4. Bobby Carpenter, LB Ohio State 6-3, 255 (4.66)
NFL Comparison: Napoleon Harris, Minnesota Vikings
Overshadowed by teammate A.J. Hawk, but just as versatile and almost as explosive. Carpenter can back up all three spots in the linebacking corps because of his size/speed ratio. Relentless in pursuit and tough with good athletic ability. Very well-rounded as a player and shows the tenacity necessary to be solid at the next level.
Against the run –
Carpenter’s size allows him to hold up well against the run. His technique could use some work and he needs to get stronger, but there is no denying the stats he put up as a Buckeye (over 200 tackles in 26 starts). When he gets his hands on a ball-carrier the play is over. Lets blockers get into his body, but that can be rectified with coaching at the pro level.
Against the pass –
For a man his size, Carpenter has excellent hips to turn and run with tight ends and backs in man-to-man coverage. Gets very deep on his drops and shows good instincts in space. As an edge pass-rusher, Carpenter shows a good burst to get to the quarterback and a solid spin move. Needs to work on more moves to be successful at the pro level, but has good instincts as a blitzer.
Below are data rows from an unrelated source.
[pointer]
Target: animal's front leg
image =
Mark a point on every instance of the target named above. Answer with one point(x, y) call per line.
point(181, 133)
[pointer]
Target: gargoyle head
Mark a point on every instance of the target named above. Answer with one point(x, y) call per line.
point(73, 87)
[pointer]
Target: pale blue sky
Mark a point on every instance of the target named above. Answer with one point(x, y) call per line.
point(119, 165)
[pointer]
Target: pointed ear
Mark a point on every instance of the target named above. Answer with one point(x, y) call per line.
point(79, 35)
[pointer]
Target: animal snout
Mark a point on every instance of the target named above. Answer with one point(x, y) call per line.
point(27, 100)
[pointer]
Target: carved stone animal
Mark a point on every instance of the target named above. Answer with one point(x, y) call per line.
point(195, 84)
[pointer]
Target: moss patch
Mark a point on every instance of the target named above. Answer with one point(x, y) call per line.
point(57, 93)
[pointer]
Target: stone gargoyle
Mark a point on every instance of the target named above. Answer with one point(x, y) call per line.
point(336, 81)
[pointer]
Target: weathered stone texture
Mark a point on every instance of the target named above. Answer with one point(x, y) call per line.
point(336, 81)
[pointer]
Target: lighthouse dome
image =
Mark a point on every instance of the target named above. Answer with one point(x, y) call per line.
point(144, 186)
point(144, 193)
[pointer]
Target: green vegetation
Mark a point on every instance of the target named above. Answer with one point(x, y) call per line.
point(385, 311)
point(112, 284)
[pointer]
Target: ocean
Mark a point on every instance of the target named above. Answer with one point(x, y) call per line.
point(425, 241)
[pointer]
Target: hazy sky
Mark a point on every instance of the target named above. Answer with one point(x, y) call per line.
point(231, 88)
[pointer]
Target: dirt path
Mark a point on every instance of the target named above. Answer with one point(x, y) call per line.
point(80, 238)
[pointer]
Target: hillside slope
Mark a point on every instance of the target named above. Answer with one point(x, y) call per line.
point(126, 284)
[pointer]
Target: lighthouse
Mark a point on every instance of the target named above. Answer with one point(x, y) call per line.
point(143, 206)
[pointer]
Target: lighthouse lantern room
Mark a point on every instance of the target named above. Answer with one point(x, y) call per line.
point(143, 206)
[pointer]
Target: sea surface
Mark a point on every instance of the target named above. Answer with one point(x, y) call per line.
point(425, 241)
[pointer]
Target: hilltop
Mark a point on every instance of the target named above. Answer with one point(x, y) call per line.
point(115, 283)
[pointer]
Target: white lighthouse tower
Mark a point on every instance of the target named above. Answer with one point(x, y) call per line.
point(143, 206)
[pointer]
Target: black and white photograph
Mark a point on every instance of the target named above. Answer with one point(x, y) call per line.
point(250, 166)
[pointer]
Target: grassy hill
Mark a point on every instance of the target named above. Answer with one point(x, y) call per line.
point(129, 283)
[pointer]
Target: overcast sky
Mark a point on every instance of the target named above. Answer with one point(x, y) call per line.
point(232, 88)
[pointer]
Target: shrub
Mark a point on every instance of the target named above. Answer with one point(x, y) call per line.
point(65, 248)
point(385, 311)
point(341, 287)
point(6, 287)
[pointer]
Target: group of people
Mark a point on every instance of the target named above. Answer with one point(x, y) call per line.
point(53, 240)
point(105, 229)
Roster impact on Seattle –
Because he may need a year or two to become a quality starter, he wouldn’t be wasted on the bench as a valued backup and special teams demon. The signing of Julian Peterson allows the Hawks the luxury of keeping Leroy Hill at strongside linebacker or bringing him off the bench as a situational blitzer. Carpenter would be an ideal fit on the strongside for Seattle if that is way they decided to go.
Final Analysis –
It’s debatable whether the Hawks will even look at a linebacker early enough in the draft to select a player with Carpenter’s ability. He runs well, is a leader and plays with a lot of passion. Carpenter is currently earning 2nd round grades and because he’s still recovering from a broken ankle suffered in November, teams may be a tad leery about selecting him in the early part of the second round even though he appears to be fully recovered. If he were to fall to the late second round the Hawks could take a look at him, but there is a good chance he will be gone before the 63rd overall selection.